Die Streiks bei der Deutschen Post AG in Nordrhein-Westfalen werden heute (Freitag) fortgesetzt. Nachdem am Dienstag und Mittwoch in sämtlichen Briefverteilzentren des Landes gestreikt wurde, hat die Gewerkschaft ver.di heute landesweit über 1.000 Brief- und Paketzustellerinnen und –zusteller zu einem ganztägigen Streik aufgerufen. „Die Arbeitsniederlegungen führen zu empfindlichen Störungen und Ausfällen in allen Bereichen der Zustellung. Viele Briefe und Pakete werden ihre Empfänger nicht erreichen“, erklärte Uwe Speckenwirth, ver.di-Fachbereichsleiter Postdienste in NRW.

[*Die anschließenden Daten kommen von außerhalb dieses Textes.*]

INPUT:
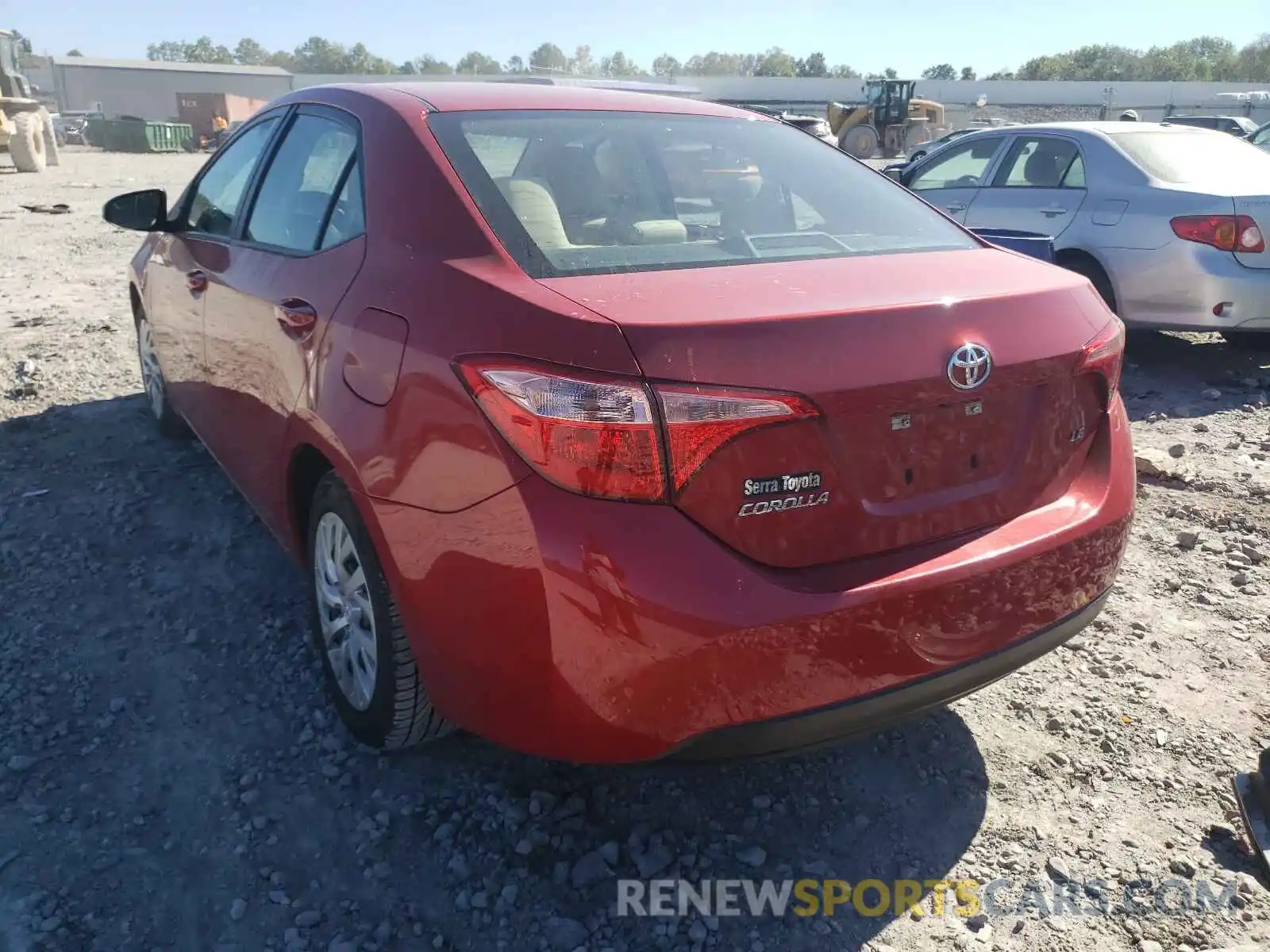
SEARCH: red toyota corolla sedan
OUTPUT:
[104,83,1134,762]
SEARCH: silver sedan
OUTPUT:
[887,122,1270,347]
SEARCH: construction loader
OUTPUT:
[829,79,948,159]
[0,29,59,171]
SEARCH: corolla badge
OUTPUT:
[949,343,992,390]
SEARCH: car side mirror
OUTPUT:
[102,188,167,231]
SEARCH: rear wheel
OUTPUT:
[838,125,878,159]
[309,472,453,750]
[9,113,48,171]
[1222,330,1270,351]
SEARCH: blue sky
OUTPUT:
[12,0,1270,76]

Zur Aussage der Post AG, die Auswirkungen der Streiks hielten sich „in Grenzen“ sagte Speckenwirth: „Die Deutsche Post AG kommt mir vor wie ein kleiner Junge, der nach einer schallenden Backpfeife trotzig erklärt ‚Hat aber gar nicht weh getan‘. Wir wissen, dass die Streiks volle Wirkung entfalten.“ Dies zeige sich auch an den Versuchen vieler Vorgesetzter auch in NRW, Druck auf streikwillige Beschäftigte ausüben. „Das sind keine Einzelfälle, hier wird nach meinen Beobachtungen systematisch vorgegangen“, so Speckenwirth. Die Verantwortung für die Versuche ihrer Führungskräfte, Arbeitnehmerrechte ein-zuschränken, trage die Unternehmensleitung.

Auslöser des Tarifkonfliktes war ein Vertragsbruch der Deutschen Post AG zu Beginn des Jahres. Entgegen der schriftlichen Vereinbarung gründete der Konzern zusätzliche Firmen, um die Tariflöhne auf breiter Front abzusenken. ver.di forderte daraufhin einen Vertrag zur Verkürzung der Arbeitszeit von 38,5 auf 36 Stunden. Dadurch sollen Zugeständnisse der Beschäftigten kompen-siert werden, denen sie vor dem Vertragsbruch zum Schutz vor der Gründung eben solcher Firmen zugestimmt hatten.

In den Tarifverhandlungen wolle die Post AG „ihre Beschäftigten austricksen“, kritisierte Speckenwirth. Der angebotene Kündigungsschutz bis 2018 sei wertlos, „weil die Post schon ab nächstes Jahr freie Hand für die Gründung von billigeren Konkurrenz-Unternehmen im eigenen Haus haben will“. Damit wäre der Kündigungsschutz hinfällig. „Die Konzernspitze will mit Macht ihre wahnsinnigen Renditeversprechen an die Aktionäre auf Kosten ihrer Beschäftigten durchboxen. Das wird nicht funktionieren“, sagte Speckenwirth.